The God of Love
AUTHOR OF
THE GORGEOUS BORGIA SERAPHICA IF I WERE KING ETC.
The God of Love—ah, Benedicite , How mighty and how great a lord is he!
—Chaucer.
NEW YORK AND LONDON HARPER & BROTHERS PUBLISHERS MCMIX
Copyright, 1909, by Harper & Brothers.
All rights reserved
Published October, 1909.
JUSTIN McCARTHY
This is the book of Lappo Lappi, called by his friends the careless, the happy-go-lucky, the devil-may-take-it, the God-knows-what. Called by his enemies drinker, swinker, tumbler, tinker, swiver. Called by many women that liked him pretty fellow, witty fellow, light fellow, bright fellow, bad fellow, mad fellow, and the like. Called by some women who once loved him Lapinello, Lappinaccio, little Lappo. Called now in God as a good religious should be, Lappentarius, from a sweet saint myself discovered—or invented; need we quibble?—in an ancient manuscript. And it is my merry purpose now, in a time when I, that am no longer merry, look back upon days and hours and weeks and months and years that were very merry indeed, propose to set down something of my own jolly doings and lovings, and incidentally to tell some things about a friend of mine that was never so merry as I was, though a thousand times wiser; and never so blithe as I was, though a thousand times the better man.
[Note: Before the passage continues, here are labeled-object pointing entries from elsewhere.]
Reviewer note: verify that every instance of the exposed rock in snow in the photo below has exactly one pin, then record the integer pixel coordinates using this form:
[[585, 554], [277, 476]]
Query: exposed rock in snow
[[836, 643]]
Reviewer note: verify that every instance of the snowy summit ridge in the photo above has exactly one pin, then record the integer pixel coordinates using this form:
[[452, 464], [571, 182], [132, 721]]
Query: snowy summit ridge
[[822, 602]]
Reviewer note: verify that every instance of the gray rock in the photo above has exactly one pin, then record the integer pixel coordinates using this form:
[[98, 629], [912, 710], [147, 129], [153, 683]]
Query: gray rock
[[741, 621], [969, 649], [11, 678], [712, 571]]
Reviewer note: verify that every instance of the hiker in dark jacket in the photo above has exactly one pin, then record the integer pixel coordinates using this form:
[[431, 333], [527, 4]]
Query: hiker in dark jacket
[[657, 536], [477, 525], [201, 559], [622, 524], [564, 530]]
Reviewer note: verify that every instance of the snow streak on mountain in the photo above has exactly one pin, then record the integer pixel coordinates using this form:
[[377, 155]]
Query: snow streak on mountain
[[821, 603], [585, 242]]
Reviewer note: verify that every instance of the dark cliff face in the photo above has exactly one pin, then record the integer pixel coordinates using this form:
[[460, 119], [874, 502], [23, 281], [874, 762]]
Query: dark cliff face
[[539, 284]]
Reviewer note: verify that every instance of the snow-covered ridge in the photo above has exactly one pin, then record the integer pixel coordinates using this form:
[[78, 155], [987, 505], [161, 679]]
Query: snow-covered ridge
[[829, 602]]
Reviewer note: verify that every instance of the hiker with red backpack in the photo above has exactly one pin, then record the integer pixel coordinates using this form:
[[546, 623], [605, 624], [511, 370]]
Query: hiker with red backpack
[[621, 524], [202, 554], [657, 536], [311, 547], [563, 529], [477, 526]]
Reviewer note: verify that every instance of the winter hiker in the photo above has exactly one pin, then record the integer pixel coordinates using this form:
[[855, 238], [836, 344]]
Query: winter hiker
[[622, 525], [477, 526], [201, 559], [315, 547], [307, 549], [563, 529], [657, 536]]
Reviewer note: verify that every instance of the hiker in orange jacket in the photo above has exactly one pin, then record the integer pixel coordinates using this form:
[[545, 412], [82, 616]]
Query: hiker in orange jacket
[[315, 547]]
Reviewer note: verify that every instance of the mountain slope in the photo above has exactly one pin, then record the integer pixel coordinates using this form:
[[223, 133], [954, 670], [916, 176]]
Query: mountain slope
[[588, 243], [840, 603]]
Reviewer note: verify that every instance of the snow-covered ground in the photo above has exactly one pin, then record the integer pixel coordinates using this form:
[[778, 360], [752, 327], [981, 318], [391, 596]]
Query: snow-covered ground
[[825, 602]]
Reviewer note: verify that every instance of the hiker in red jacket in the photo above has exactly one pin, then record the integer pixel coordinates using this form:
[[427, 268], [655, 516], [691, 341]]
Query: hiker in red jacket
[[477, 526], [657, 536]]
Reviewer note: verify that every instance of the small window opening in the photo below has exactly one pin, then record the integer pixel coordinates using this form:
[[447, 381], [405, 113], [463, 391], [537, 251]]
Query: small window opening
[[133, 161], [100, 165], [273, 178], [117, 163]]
For it seems to me now, in this cool grim grayness of my present way, with the cloisters for my kingdom and the nimbused frescoes on the walls for my old-time ballads and romances, as if my life that was so sunburnt and wine-sweetened and woman-kissed, my life that seemed to me as bright, every second of it, as bright ducats rushing in a pleasant plenteous stream from one hand to another, was after all intended to be no more than a kind of ironic commentary on, and petty contrast to, the life of my friend.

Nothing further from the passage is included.